Durante a Guerra Fria, os melhores agentes da CIA não eram humanos

A CIA desclassificou dezenas de documentos da época da Guerra Fria, que revelam detalhes das suas missões. A agência de inteligência norte-americana não apostava só em humanos.

De acordo com a agência France-Press, os documentos revelam que a CIA terá tentado treinar gatos, cães, golfinhos e até pássaros – pombos e corvos – para o adotar como agentes no terreno.

Um dos agentes de voo mais altos da CIA terá sido um corvo, conhecido como Do Da, que se transformou num agente operacional do mais alto nível de espionagem. O pássaro era uma figura central num programa secreto da CIA de treino de animais como agentes, que durou cerca de uma década. Do Da desapareceu e meio de um teste, no início de 1974.

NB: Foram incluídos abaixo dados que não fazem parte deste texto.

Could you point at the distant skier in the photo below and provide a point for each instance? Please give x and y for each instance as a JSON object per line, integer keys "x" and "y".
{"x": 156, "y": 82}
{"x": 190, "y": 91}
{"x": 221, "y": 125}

Segundo as informações agora conhecidas, a agência contratou, para o programa de treino de aves, ornitólogos profissionais, numa tentativa de determinais quais as aves que regularmente passavam uma parte do ano em Shikhany, uma cidade russa de acesso restrito na bacia do rio Volga.

A CIA considerava as aves migratórias como “sensores vivos” e estava convencida que, através da análise dos tecidos destas aves, a sua alimentação iria revelar que tipo de substâncias os russos estavam a testar.

No início da década de 1970, a CIA usava aves de rapina e corvos na expectativa que estes animais pudessem ser treinados para missões de “implantação” – como o lançamento de dispositivos de escuta no parapeito de uma janela, por exemplo – e em missões fotográficas, adianta a Sputnik News.

O Do Da era a estrela deste projeto, o candidato mais promissor para missões na União Soviética. No entanto, durante uma missão de treino, o animal terá sido atacado por corvos e, a partir desse momento, nunca mais foi visto.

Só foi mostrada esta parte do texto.